Но так и не вырвался.
Пришло неожиданное, страшное известие о смерти мамы. Состояние его здоровья опять осложнилось, а потом… Потом было уже не до Терногородки и не до Петриковки. Некогда было ехать да и не к кому. Когда у Андрея уже пошло на окончательную поправку, его стали приглашать настоятельно на работу в Наркоминдел. Особой охоты к этому он раньше не проявлял. Почувствовал вкус к работе научной, мечтал об окончании аспирантуры и защите диссертации. Но теперь, со смертью матери, все ему стало как-то безразлично. Да его к тому же искушали заманчивой практикой, возможностью работать во внеслужебное время над диссертацией, черпая материал из живой действительности.
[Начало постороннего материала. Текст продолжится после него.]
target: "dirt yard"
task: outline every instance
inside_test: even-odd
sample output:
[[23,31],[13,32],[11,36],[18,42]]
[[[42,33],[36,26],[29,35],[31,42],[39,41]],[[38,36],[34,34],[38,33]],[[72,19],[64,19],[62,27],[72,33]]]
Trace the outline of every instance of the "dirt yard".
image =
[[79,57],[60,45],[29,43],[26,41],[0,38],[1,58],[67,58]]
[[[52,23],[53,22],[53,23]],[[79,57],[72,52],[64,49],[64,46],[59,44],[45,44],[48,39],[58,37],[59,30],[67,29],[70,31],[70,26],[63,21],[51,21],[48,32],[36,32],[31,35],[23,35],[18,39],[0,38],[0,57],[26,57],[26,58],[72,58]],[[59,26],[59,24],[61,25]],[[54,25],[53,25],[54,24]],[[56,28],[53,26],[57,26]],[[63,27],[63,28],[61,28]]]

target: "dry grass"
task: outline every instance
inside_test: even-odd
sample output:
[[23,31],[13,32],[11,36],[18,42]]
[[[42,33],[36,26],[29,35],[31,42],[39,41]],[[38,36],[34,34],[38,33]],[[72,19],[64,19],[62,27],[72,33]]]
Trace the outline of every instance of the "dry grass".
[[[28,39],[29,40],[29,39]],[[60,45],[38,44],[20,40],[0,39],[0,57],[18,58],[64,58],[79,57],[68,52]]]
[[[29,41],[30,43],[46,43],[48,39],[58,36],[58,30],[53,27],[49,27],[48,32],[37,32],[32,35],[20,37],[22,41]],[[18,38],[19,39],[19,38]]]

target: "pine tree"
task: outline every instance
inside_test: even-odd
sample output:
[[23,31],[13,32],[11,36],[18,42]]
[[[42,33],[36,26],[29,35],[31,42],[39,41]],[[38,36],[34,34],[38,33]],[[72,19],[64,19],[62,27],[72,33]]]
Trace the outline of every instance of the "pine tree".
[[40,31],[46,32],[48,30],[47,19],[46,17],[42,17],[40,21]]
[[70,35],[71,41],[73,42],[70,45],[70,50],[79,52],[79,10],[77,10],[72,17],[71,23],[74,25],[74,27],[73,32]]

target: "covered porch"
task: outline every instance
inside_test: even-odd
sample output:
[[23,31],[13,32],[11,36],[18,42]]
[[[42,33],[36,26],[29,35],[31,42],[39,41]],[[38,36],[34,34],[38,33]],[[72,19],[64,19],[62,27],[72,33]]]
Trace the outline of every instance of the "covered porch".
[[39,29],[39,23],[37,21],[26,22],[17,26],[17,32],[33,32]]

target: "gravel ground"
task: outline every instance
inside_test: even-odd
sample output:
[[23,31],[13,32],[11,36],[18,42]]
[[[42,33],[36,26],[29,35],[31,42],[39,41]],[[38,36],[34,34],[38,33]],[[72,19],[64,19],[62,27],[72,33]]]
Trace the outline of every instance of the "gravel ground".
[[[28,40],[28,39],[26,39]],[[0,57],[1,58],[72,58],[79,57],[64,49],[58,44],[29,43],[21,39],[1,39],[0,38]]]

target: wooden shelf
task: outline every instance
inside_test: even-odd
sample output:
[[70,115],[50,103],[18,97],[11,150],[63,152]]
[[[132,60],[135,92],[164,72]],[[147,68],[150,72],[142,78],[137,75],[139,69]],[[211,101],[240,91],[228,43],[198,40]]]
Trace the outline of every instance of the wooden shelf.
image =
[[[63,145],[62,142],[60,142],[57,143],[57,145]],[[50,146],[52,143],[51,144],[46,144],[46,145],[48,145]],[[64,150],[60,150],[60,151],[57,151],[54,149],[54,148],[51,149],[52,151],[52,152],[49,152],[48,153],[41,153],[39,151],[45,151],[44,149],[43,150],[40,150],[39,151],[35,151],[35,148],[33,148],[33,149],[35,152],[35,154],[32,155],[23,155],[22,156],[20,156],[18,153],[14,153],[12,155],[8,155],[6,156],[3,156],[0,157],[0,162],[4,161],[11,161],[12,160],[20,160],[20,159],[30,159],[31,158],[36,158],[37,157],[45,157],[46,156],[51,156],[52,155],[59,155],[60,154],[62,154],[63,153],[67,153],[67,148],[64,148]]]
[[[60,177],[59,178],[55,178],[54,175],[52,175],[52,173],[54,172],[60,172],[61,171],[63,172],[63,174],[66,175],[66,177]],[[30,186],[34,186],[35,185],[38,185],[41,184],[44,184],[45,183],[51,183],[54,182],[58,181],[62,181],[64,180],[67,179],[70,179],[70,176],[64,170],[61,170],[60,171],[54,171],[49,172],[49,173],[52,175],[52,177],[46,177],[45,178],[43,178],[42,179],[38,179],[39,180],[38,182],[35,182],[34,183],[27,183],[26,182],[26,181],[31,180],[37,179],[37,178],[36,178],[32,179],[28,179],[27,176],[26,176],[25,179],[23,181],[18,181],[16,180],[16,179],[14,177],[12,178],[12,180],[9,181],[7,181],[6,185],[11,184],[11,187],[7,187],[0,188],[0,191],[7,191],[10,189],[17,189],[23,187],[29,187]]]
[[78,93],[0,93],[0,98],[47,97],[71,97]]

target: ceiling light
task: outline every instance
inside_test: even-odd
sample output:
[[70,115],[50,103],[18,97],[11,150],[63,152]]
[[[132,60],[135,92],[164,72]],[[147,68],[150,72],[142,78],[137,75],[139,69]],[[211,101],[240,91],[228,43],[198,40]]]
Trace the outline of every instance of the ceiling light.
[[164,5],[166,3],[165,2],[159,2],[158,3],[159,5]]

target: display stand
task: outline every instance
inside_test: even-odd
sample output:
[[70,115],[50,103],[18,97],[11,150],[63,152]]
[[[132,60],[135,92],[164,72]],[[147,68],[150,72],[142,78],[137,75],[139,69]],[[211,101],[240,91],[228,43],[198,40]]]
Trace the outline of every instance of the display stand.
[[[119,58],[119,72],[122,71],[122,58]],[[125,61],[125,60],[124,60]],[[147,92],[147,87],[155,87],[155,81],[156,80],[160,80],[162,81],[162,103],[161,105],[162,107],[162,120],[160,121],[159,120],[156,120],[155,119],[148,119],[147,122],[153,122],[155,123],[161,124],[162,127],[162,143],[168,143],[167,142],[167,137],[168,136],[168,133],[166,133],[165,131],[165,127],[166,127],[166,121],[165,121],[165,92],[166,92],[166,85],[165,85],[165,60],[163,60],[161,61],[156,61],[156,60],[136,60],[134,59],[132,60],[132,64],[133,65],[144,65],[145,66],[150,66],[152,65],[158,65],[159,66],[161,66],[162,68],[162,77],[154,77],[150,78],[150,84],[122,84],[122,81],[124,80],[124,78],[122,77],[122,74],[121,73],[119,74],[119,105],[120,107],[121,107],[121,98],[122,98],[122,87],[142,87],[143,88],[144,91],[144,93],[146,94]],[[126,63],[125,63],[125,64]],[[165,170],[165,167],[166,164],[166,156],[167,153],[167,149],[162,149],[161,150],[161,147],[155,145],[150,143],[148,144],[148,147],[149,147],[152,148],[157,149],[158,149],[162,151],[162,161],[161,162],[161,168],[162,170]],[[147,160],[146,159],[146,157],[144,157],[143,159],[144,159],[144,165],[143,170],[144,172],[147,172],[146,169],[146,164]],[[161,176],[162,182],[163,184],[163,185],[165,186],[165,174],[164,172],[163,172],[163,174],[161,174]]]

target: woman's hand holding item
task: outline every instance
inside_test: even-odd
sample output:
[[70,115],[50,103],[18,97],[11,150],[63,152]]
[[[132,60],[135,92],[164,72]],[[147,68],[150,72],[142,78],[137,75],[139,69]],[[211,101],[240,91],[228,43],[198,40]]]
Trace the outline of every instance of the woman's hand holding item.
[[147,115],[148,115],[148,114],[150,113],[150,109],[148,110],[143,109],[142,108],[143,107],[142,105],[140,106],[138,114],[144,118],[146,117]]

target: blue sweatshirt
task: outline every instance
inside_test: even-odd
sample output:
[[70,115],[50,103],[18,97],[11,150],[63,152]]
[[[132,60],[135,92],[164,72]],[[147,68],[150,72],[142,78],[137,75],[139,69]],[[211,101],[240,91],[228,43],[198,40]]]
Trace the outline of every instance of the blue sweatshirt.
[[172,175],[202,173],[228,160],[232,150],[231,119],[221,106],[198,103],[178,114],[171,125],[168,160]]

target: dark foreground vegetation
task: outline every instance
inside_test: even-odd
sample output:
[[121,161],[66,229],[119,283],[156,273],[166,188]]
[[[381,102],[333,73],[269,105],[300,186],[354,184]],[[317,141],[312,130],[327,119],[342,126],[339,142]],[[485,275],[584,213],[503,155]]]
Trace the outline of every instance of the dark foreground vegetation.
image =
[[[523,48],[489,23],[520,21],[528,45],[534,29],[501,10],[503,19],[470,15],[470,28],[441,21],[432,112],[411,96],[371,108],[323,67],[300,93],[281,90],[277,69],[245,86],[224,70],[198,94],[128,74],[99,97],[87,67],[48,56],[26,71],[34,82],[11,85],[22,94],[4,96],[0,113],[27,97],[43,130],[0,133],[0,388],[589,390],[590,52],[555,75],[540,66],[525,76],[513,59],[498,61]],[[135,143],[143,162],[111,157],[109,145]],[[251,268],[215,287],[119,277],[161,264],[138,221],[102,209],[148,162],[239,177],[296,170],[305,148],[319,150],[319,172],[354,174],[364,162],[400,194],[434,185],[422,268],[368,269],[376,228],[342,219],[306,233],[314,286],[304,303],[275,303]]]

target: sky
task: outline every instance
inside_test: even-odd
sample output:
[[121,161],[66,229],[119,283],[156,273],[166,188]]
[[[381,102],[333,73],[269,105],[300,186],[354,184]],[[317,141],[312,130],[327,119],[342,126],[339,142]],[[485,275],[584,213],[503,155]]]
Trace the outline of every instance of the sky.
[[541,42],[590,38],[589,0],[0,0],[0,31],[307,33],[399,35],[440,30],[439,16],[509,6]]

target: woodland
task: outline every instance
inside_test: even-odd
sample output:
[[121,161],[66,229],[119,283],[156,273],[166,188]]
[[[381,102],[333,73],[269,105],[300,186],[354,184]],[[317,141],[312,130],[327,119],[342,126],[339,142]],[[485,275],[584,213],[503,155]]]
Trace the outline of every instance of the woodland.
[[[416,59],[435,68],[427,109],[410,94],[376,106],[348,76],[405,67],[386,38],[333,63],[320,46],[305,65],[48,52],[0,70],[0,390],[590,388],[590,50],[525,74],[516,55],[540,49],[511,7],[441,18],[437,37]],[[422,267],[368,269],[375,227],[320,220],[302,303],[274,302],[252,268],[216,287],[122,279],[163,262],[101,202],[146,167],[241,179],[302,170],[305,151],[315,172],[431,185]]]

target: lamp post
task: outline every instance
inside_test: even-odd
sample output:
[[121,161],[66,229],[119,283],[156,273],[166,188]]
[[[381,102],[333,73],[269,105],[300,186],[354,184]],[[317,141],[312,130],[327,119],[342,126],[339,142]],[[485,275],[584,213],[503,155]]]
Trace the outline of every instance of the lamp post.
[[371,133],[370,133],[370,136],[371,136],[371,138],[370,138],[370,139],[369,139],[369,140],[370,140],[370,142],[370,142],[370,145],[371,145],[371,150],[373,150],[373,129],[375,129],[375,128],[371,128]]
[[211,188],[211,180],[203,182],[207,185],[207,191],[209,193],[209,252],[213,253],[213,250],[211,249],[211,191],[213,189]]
Раз ты аспирант китайского отделения Института востоковедения и готовишься стать синологом, то где же ты можешь получить лучшую практику для усовершенствования знаний по языку, истории, литературе, как не в самом Китае!.. Поколебавшись некоторое время, Андрей наконец согласился.
Так и не посетив в том году Терногородку, он в начале июня сорокового выехал на службу в советское представительство в Чунцине.
А через год началась Великая Отечественная война…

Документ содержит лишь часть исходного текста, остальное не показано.